On these travels, the group observed common problems in villages along the shores of the Caribbean, Pacific, and Indian oceans. In the postwar period, many traditional fishing areas had obtained mechanical boats through government or multilateral credit. In the '70s, when fuel prices rose, commodities fell, and third-world currencies further softened, these mechanical craft became prohibitively expensive for individual or ``artisanal'' fishermen to operate, repair, or replace.
Over the same period, however, traditional fishing craft had been practically forgotten or were regarded as obsolete.

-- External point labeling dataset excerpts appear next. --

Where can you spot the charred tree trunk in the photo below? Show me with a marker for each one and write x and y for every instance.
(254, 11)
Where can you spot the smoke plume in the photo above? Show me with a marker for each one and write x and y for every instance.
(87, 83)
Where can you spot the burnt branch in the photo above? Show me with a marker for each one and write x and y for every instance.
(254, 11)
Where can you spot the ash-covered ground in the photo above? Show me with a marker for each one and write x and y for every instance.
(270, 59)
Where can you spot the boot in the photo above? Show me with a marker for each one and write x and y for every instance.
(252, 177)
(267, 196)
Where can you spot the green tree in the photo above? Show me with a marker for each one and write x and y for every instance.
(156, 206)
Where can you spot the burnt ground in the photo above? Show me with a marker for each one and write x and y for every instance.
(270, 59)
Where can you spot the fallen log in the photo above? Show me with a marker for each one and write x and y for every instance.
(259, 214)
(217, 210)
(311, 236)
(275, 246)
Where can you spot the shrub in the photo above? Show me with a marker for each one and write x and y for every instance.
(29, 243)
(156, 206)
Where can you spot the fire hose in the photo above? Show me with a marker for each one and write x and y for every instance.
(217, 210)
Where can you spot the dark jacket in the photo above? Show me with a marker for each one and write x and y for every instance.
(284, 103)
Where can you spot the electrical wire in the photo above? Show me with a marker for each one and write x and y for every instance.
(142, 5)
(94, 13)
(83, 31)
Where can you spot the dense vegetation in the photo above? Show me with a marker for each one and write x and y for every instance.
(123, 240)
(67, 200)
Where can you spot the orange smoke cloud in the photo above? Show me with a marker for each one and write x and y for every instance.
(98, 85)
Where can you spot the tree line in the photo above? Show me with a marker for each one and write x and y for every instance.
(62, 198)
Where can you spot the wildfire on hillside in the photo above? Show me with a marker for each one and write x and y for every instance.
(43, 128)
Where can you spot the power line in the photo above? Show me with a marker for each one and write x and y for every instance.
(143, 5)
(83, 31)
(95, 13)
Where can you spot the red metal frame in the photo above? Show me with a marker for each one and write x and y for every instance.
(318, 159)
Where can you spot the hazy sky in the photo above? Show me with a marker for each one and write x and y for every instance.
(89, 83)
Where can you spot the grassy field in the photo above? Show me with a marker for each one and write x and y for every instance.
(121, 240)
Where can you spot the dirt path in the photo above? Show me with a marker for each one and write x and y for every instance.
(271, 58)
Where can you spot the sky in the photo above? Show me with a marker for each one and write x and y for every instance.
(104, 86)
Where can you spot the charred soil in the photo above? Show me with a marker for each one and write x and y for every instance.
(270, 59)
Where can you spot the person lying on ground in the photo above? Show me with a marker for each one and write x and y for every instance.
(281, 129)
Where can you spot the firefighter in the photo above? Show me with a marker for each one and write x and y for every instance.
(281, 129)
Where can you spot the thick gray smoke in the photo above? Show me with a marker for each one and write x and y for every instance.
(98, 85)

In other areas, deforestation made traditional wooden craft expensive to construct. According to the Todds' latest book (``Bioshelters, Ocean Arks, City Farming,'' Sierra Club Books), the result in many villages was abandonment of the fishing trade.

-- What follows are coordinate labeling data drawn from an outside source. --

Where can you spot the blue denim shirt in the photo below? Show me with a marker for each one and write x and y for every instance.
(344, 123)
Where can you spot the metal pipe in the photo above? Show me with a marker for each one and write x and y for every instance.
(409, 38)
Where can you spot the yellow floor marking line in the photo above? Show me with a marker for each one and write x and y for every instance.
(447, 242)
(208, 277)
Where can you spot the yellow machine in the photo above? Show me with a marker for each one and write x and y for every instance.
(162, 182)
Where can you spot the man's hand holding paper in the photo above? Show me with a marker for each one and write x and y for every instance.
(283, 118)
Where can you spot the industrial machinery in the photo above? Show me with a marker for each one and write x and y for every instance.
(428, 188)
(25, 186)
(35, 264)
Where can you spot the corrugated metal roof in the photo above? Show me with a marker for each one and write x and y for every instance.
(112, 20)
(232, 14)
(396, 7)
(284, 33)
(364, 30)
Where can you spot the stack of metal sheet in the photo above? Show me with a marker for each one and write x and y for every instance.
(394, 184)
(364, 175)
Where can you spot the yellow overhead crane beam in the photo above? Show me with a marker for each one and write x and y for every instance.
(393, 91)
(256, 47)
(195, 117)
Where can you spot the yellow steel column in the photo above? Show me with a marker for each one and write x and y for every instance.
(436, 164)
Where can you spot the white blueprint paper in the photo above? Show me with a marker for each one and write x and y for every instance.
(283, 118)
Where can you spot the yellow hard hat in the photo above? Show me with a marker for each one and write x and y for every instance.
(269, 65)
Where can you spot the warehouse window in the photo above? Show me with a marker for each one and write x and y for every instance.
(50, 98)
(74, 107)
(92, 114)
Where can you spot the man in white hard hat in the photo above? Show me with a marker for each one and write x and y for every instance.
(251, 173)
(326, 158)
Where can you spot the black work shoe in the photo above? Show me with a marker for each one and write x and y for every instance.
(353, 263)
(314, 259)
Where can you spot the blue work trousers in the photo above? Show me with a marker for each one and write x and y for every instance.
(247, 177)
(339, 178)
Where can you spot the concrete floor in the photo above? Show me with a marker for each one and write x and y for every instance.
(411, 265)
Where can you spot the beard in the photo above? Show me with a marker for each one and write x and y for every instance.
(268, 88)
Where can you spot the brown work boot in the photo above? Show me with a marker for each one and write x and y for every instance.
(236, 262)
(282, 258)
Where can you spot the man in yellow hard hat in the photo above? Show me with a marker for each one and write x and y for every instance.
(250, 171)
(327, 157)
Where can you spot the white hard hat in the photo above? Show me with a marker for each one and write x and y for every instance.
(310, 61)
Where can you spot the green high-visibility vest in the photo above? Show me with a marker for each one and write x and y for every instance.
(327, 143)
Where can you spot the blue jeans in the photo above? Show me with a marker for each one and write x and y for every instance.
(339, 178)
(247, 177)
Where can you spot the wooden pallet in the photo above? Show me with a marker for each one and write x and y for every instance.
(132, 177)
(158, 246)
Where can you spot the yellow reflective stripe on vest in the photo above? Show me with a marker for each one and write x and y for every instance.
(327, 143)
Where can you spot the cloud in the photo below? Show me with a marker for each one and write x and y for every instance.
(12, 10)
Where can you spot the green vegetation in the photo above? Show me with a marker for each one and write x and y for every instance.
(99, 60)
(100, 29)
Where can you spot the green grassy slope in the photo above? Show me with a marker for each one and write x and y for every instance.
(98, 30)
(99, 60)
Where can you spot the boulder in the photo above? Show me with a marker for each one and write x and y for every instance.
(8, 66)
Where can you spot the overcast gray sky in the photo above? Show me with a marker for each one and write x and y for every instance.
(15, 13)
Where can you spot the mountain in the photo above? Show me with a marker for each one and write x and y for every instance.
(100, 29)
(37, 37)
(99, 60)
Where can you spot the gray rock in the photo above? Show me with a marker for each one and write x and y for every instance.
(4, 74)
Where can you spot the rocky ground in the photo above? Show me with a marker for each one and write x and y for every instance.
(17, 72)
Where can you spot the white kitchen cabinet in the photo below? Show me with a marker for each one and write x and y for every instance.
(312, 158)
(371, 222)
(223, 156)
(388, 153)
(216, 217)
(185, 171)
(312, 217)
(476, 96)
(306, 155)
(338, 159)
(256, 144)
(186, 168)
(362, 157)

But another travel experience provided Mead and Todd with a possible solution. While visiting Marlon Brando's Tahitian island, they observed the actor's son outfishing even motorboats in the area with a sail-powered Hobie Cat. The boat was aerodynamically sleek and therefore the envy of the local villagers. It provided Todd with a crucial requirement for the Ocean Pickup.
``It could not in any way seem like a second-hand technology,'' Todd says, recalling the early design stages. ``It would have to be as fast or faster than a motorboat.''
With Mead's death in 1978, responsibility for the sailcraft idea fell to the Todds. Along with biologist Bill McLarney, they formed the nonprofit Ocean Arks International in 1981 for research and promotion of the sailcraft project. Aquaculturist McLarney, whom Todd describes as ``a fish maniac,'' has in recent years concentrated on ANAI (Asociacion de los Nuevos Alquimistas), the New Alchemy affiliate in Costa Rica that is researching local applications of soil building, reforestation, and aquaculture. Todd plans to integrate these technologies with the local production of Pickups to help restore the ecology as well as the economy of coastal communities.
Ocean Arks got off the drawing board in 1982 when Todd collaborated with naval architect Richard Newick on design and construction of the Pickup prototype. Aside from low cost, high speed, and technical excellence, Todd had other essential design specifications. Because of the increasing problems of currency exchange, no more than 10 percent of the boat's costs could be imported from an industrial to a developing economy. The boat would have to be constructed from the relatively soft, lightweight woods native to tropical climates.